We begin with the tale of a defective defective glass. That is not repetition
as in the name Boutros Boutros-Ghali but a full description of the glass. When
we visited J back east we came one day to a winery that offered sparkling wine,
served in a glass with a defect. The idea was that bubbles would form where
the defect was and so rise in an attractive column. E. saw that I liked the
idea and so sent off for a set of four, which she presented as a Father’s Day
gift. Clear thus far?
For one reason and another there hadn’t been a moment to try them out until
yesterday evening when two friends came to dinner. They were celebrating their
wedding anniversary so it was apt that I had chilled some sparkling wine. Out
came the glasses…which failed to do their thing.
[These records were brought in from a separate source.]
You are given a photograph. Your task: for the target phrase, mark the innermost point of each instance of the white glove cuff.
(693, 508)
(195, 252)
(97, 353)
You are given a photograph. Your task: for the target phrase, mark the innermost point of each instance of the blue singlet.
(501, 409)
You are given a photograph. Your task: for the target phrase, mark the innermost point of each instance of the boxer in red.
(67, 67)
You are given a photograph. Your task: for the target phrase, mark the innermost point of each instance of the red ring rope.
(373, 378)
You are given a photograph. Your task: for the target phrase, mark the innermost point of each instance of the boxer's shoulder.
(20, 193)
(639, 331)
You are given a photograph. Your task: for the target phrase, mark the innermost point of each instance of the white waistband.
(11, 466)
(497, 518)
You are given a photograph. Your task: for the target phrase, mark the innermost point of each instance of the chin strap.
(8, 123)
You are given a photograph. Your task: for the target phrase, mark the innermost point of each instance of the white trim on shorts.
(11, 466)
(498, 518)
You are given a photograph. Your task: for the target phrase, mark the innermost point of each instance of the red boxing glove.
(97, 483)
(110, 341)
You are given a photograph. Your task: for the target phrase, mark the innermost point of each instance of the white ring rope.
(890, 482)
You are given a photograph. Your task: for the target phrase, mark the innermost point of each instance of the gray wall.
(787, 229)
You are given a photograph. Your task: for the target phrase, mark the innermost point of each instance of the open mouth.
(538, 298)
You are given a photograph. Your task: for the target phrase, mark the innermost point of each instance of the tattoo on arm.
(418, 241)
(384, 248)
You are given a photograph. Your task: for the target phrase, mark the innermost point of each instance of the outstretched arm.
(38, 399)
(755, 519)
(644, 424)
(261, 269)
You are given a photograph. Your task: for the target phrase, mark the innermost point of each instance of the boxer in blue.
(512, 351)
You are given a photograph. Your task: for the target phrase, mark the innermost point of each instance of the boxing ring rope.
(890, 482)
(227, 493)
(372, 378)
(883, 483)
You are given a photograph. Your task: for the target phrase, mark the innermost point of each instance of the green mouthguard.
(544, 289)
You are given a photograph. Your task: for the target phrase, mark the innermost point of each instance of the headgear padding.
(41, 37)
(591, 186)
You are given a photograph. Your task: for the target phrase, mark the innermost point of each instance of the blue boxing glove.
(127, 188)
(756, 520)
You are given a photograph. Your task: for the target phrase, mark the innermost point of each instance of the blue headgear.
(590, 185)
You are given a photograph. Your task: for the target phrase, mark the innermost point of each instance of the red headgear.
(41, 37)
The defect proved defective.
A long period without rain caused Mimo to expostulate yesterday morning when
she confronted wet stuff falling from sky.
“What do you call this?”
“Rain.”
“I know it’s rain, but why?”
“Because.”
I find enigmatic answers to be useful in my daily round of divine duties; it’s
essentially the principle we used early in parenting. Say less, seem
mysterious. Didn’t work in this instance, Mimo being Mimo.
“And another thing. Why was I not invited to this wedding you were eating last
week?”
You’ll possibly remember the misunderstanding. I said that E. was getting
married and Mimo wondered whether “married” is something you can eat. Clearly
she’s been thinking this over and reached the conclusion that a wedding
involves some kind of feasting. She is, of course, not wrong. We had salad,
pizza, cheesecake, all foods she would enjoy. And I failed to bring any home
for fowl consumption. I thought maybe I should go with the predator theme.
“There were hawks overhead. You wouldn’t have been safe.”
“Where was the feast?”
“In a field. Out in the wine country.”
“The country complains?”
“Different spelling. Not w-h-i-n-e. Wine is a drink, made from grapes. We
could make some with the merlot and cabernet ones above your head here.”
“I was wondering what the point of those is. I’ve tried them when they fall;
not good at all.”
“Are you complaining about the taste of wine grapes?”
Till now Mimo has shown very little indication of having a sense of humor, but
she was somehow delighted by the play on words. Possibly this is a sign of
senility? She walked up and down muttering, “Call me the wine whiner.”
This being the week of Yom Kippur, I wished her, a good final sealing.
“Bonkers,” was all she said by way of response, wandering towards the spot
beneath the oak-leafed hydrangea she has chosen for her daily sits.
I think she may have taken up meditation.